4 years after the church was leveled, the wall fell. The rebuilding project was started the very next year. The new building was super cool and all, but the part that makes it special is the statue that sits outside the entrance to the church:
The statue is named Reconciliation, for the church. There is a ‘sister statue’ located in Coventry, England, that Ashley and I were fortunate enough to visit in 2011. The statue is incredibly emotional and it had a very powerful effect on me 2 years ago. Art is such an emotional thing, and it absolutely delights me that someone wanted to use it to inspire forgiveness between two neighbors who did so much harm to each other. I find the statue so moving. It is an incredibly vulnerable moment between two people (whom I choose to believe) were once inseparable. Something came between them, something seemingly small. It grew and continued to feed a root of anger and resentment until it exploded. BUT when the dust settled, their love for each other, though damaged, was strong enough for each to swallow their pride and and reopen the lines of communication. I completely forgot that the statue’s twin was in Berlin and getting to see it by chance was one of the most exciting things that happened in Berlin.
Anyway! The focus of the night was a sort of spy game.

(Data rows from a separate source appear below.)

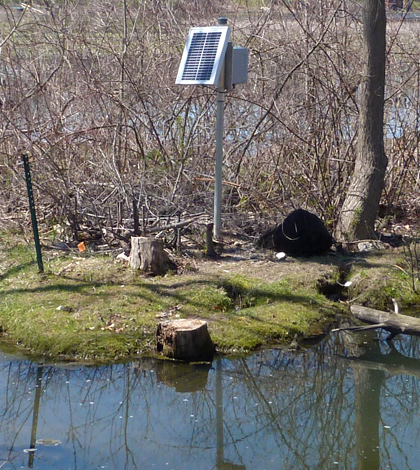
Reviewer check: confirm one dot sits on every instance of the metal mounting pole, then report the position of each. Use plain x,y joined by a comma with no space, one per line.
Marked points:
33,213
220,99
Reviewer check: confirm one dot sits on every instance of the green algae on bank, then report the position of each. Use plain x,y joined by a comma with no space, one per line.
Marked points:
92,307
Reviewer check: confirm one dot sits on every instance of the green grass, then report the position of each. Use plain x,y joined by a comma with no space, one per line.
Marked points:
94,308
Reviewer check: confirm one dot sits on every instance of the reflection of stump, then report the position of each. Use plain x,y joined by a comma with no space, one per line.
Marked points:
148,255
187,340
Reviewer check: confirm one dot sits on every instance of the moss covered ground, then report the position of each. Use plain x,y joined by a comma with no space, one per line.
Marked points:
92,307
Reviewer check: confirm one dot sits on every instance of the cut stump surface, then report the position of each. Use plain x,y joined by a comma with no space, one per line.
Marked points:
186,340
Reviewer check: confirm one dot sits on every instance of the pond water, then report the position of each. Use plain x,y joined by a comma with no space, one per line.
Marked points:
348,402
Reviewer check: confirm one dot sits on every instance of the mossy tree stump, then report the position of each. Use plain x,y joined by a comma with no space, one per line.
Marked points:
148,255
186,340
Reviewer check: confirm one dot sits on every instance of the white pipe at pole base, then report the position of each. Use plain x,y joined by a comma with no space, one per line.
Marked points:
219,164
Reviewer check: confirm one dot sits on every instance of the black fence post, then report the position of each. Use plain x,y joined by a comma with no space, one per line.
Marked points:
33,213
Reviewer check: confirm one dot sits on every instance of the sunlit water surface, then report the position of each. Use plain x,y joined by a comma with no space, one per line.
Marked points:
339,405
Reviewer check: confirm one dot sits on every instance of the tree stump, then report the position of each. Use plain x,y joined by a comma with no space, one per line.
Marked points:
186,340
148,255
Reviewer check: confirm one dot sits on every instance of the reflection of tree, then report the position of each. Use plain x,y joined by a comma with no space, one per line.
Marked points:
271,410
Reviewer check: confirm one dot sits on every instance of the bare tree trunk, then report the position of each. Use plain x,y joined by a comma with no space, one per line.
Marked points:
360,207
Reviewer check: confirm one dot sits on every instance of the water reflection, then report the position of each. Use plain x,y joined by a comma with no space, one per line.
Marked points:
348,403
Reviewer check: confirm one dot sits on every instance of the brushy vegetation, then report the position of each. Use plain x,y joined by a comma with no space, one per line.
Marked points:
88,91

We went to a couple of communist memorabilia pubs that were super sketchy and hidden. Then to get to the last pub we had to decipher clues and find it in a race against each other. I am normally competitive but that night I didn’t really care. The last pub had stone walls and was super dark. It would definitely be a place I would go again, if just for the shady, KGB atmosphere. We hung out in the last pub for a long while. The group I was with sat outside and chatted while there was a foozball tourney happening inside. It was a really good night!

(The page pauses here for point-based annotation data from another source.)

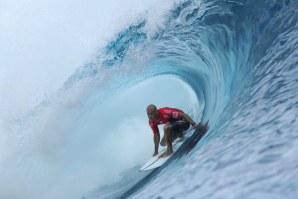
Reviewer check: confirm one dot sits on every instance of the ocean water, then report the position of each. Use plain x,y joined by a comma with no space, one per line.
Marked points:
234,63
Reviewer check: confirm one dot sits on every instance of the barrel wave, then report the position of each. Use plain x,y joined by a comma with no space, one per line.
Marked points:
236,61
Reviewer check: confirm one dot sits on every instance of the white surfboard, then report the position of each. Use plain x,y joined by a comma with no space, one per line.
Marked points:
156,162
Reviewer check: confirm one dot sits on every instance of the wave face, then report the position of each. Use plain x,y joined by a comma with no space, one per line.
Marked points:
237,61
240,58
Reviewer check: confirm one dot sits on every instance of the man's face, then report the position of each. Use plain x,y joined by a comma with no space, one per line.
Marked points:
152,115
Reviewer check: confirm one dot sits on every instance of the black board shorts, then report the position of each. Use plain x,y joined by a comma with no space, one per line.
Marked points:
178,127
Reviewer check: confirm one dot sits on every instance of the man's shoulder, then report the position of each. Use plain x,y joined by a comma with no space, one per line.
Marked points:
169,109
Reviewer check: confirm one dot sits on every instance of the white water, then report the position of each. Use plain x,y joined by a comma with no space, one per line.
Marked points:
42,44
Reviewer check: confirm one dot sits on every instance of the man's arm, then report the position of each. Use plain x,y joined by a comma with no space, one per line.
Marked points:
188,118
156,143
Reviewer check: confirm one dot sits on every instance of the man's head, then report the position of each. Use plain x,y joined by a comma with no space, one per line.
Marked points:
152,112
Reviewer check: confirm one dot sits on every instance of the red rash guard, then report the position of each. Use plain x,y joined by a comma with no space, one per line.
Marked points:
166,115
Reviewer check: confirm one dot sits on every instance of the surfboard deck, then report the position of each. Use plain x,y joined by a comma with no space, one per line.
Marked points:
156,161
191,138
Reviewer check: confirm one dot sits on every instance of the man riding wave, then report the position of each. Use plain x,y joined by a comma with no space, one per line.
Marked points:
176,122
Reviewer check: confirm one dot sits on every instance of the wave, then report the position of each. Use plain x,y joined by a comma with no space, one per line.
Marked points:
229,62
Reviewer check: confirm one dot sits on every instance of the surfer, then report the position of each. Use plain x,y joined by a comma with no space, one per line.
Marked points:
176,122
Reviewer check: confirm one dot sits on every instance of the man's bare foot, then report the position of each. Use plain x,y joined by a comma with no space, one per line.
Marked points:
166,154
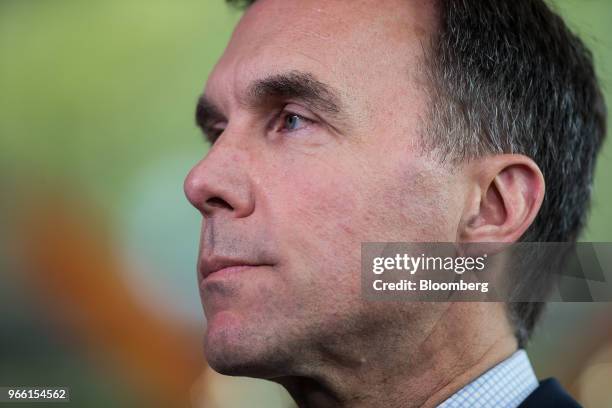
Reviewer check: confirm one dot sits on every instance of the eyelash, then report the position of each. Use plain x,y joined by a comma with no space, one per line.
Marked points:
214,134
284,114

When we left the last pub, we were headed to a dance club called the Matrix. We danced and sweated. Great music. Met some super cool Germans. We did made a couple of circles and danced it out in these ever-changing Contiki groups. I don’t recall a mass amount of specifics from Matrix but there are two that I find amusing:
1] there was a legit creep. He stood behind the group I was dancing in for (I’m not exagerating) 4-7 minutes, staring intensely, without blinking or moving or possibly breathing. I, for sure, thought that he was going to pass out or vomit. I can only think to compare him to a meme: Sudden Clarity Clarence. It could actually be him in the meme. There is THAT close of a resemblance:
2] Giant George was dancing with his back to me at one point, because he was in the other circle, and I thought I would be funny to booty bump him. I tried. It really was more like bumping into his legs. Sooooooo when he returned the bump, he basically just sat on the middle of my back. Being short makes things interestingly uncomfortable. We danced for a long time and then I was quite ready to call it a night. I took a cab back to the hotel with Liam, Daniela and Katherine. It was the end of another really good night. Also, since a bunch of us left the club at the same time, there were two cabs. Our cab raced the other the whole way back. It was nerve wracking. Like Mario Kart Euro Cup.